Web of history: Reena Kallat’s installation
Reena Kallat’s installation at the Bhau Daji Lad Museum is a take on colonial street names that have made way for indigenous ones.
From afar, you’d be forgiven for thinking there’s a giant spider web sprawled across the front façade of Bhau Daji lad Museum in Byculla. But move closer and you’d see that it’s a massive installation created by artist Reena Kallat, by stringing together a number of rubber stamps.
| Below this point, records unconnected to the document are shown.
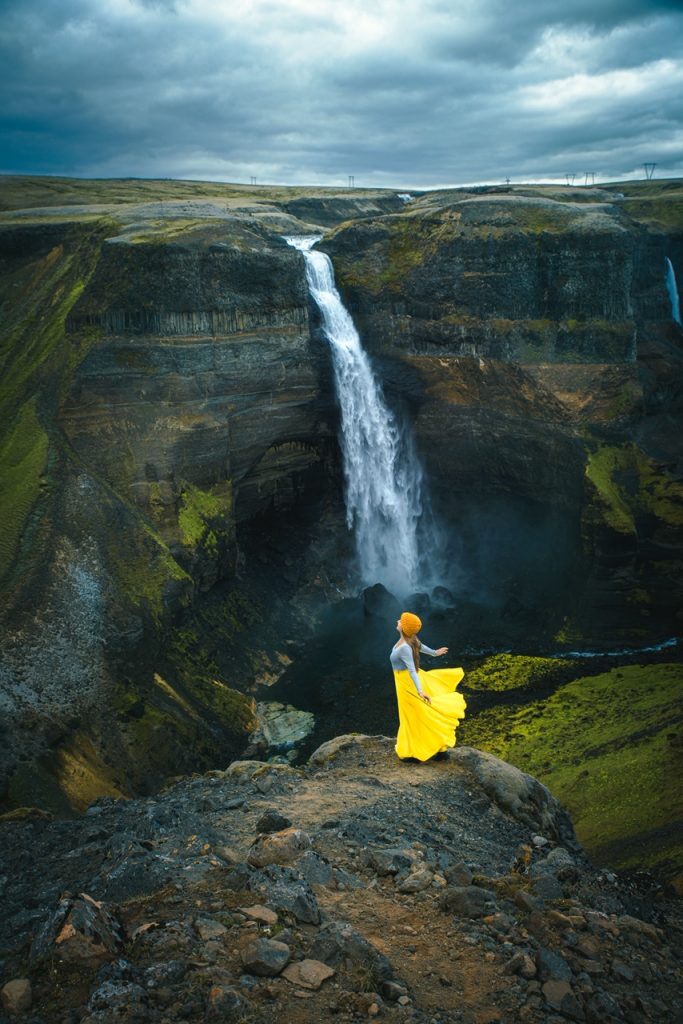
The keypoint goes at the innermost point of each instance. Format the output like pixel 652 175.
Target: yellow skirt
pixel 427 729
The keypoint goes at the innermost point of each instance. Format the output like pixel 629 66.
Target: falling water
pixel 384 502
pixel 673 291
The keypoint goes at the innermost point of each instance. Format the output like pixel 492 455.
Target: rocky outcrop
pixel 426 891
pixel 169 441
pixel 531 339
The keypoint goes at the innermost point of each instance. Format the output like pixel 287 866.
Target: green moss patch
pixel 509 672
pixel 609 748
pixel 204 515
pixel 23 463
pixel 629 484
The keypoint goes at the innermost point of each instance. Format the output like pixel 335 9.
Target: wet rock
pixel 170 973
pixel 272 820
pixel 281 726
pixel 389 860
pixel 458 875
pixel 331 751
pixel 308 973
pixel 466 901
pixel 521 964
pixel 552 966
pixel 417 882
pixel 337 942
pixel 224 1004
pixel 279 848
pixel 115 994
pixel 294 894
pixel 265 957
pixel 80 929
pixel 260 913
pixel 208 929
pixel 520 795
pixel 16 996
pixel 315 870
pixel 547 887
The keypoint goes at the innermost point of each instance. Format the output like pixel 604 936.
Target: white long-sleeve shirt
pixel 401 659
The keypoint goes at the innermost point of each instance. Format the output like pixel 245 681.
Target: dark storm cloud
pixel 311 90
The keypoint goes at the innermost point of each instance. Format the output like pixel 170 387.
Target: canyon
pixel 174 531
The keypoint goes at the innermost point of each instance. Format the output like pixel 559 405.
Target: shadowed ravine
pixel 175 497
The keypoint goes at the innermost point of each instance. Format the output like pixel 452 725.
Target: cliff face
pixel 169 433
pixel 161 392
pixel 534 340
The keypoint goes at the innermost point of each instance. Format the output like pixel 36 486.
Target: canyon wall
pixel 169 432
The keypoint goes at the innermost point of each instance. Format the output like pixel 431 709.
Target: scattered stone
pixel 389 860
pixel 554 991
pixel 337 942
pixel 526 902
pixel 279 848
pixel 417 882
pixel 548 887
pixel 392 990
pixel 265 957
pixel 294 894
pixel 271 821
pixel 552 966
pixel 466 901
pixel 281 726
pixel 521 796
pixel 225 1005
pixel 115 994
pixel 16 996
pixel 458 875
pixel 308 973
pixel 260 913
pixel 521 964
pixel 622 971
pixel 640 928
pixel 80 929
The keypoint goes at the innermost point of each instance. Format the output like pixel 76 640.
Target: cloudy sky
pixel 402 93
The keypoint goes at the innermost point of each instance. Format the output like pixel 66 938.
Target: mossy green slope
pixel 610 748
pixel 36 359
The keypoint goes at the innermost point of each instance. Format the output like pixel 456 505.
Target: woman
pixel 429 708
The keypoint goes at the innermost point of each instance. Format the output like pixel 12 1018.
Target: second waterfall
pixel 384 481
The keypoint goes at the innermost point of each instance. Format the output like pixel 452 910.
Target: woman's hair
pixel 415 647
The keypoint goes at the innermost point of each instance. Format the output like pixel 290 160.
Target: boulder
pixel 272 820
pixel 279 848
pixel 80 929
pixel 265 957
pixel 337 942
pixel 308 973
pixel 519 795
pixel 16 996
pixel 466 901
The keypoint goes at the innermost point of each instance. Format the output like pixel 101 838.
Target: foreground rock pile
pixel 353 888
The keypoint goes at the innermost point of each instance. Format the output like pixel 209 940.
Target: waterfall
pixel 673 291
pixel 383 476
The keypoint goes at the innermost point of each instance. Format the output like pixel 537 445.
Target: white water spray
pixel 383 476
pixel 673 291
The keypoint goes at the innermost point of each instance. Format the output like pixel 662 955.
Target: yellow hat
pixel 410 624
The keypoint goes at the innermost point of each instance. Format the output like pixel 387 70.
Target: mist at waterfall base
pixel 397 541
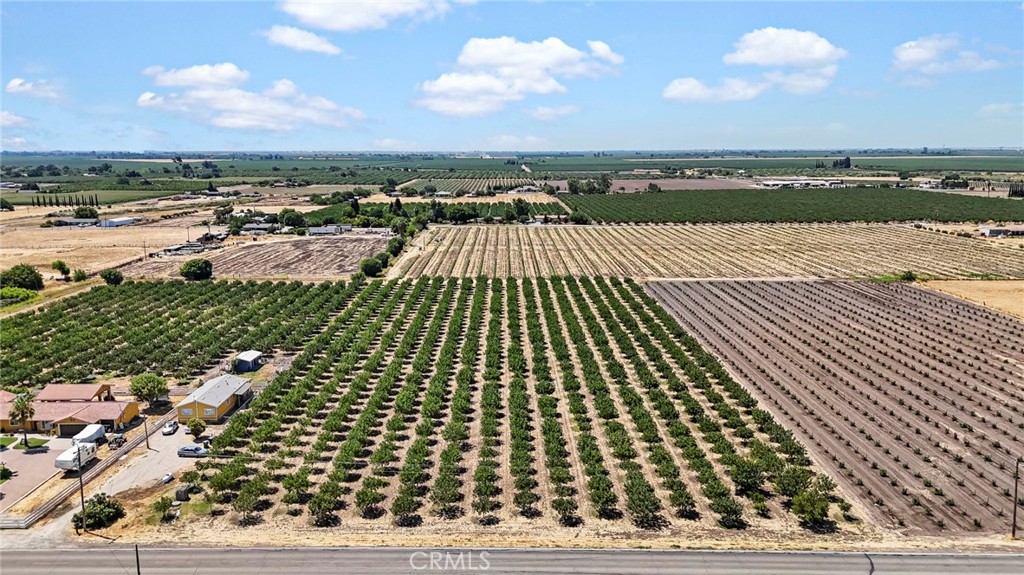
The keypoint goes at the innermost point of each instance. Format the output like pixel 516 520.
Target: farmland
pixel 720 251
pixel 844 205
pixel 105 196
pixel 902 394
pixel 91 249
pixel 474 185
pixel 172 327
pixel 310 258
pixel 474 401
pixel 413 208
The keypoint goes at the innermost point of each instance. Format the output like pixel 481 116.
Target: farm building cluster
pixel 66 409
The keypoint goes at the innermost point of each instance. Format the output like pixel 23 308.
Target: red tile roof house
pixel 67 409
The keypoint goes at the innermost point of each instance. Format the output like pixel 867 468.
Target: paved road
pixel 34 467
pixel 412 561
pixel 152 465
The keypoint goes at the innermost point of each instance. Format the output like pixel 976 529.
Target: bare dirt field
pixel 506 197
pixel 631 185
pixel 90 249
pixel 840 251
pixel 1006 296
pixel 907 396
pixel 307 258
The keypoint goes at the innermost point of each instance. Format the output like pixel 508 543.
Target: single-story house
pixel 257 228
pixel 247 361
pixel 214 399
pixel 78 221
pixel 988 231
pixel 69 417
pixel 76 392
pixel 324 230
pixel 118 222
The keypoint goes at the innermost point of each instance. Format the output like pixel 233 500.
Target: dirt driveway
pixel 32 469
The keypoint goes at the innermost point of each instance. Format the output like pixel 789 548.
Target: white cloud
pixel 731 89
pixel 514 143
pixel 14 143
pixel 37 89
pixel 393 144
pixel 204 76
pixel 282 88
pixel 281 107
pixel 300 40
pixel 494 72
pixel 804 63
pixel 8 120
pixel 776 46
pixel 354 15
pixel 1001 112
pixel 937 54
pixel 603 51
pixel 546 114
pixel 804 81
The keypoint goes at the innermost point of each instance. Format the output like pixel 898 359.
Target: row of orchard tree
pixel 67 201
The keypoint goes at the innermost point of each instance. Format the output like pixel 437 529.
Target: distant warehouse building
pixel 81 222
pixel 1000 231
pixel 215 399
pixel 329 230
pixel 118 222
pixel 247 361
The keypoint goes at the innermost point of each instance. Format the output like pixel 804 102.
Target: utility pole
pixel 81 486
pixel 1017 472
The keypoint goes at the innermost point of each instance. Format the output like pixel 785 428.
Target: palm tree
pixel 22 410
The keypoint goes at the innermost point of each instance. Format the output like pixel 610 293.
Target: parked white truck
pixel 91 434
pixel 76 455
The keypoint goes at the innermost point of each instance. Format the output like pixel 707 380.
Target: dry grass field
pixel 1004 295
pixel 705 251
pixel 640 184
pixel 501 197
pixel 91 249
pixel 305 259
pixel 901 393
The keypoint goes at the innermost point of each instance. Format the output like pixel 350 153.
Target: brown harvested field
pixel 839 251
pixel 912 399
pixel 1004 295
pixel 90 249
pixel 530 395
pixel 631 185
pixel 306 259
pixel 532 197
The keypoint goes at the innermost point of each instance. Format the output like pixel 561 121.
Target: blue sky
pixel 433 75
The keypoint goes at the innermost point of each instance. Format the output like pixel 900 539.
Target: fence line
pixel 54 501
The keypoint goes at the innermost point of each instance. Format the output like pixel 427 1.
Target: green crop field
pixel 845 205
pixel 172 327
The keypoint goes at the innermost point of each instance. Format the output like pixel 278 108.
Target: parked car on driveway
pixel 193 451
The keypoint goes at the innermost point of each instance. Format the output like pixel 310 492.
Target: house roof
pixel 217 390
pixel 89 412
pixel 251 355
pixel 72 392
pixel 96 411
Each stamp bears an old, colonial name of one of the city’s streets, which since then has been rechristened with a more indigenous name. “Some street names have held meanings in people’s lives and are reflections of the city and the transformation it has undergone. In fact, the museum too was originally named Victoria and Albert museum. It houses and archives several pieces that reflect our industrial and artisanal past. There are statues that carry the original names of the streets where they were placed,” explains Kallat.
The installation has been created as part of ZegnArt Public, a collaboration between Italy’s Ermenegildo Zegna Group and the city museum. The initiative also includes a series of workshops conducted by Kallat and a residency grant for an Indian artist less than 32 years of age.
Kallat claims that over the past decade, she has used rubber stamps in many of her works. “They are symbolic of the bureaucratic practice. They can confirm or obscure identities by either endorsing names or stamping them out of existence,” she says. “Arthur Road is now Sane Guruji Marg, while Clark Road is Keshavrao Khadye Marg. Their history is parallel to the museum’s history. In the process, I had the joy of learning about their history and transformation.”
As part of the agreement, the installation will be up for viewing till April 14 and the dates may be extended. The museum is understood to have agreed to showcase it three times over the next decade.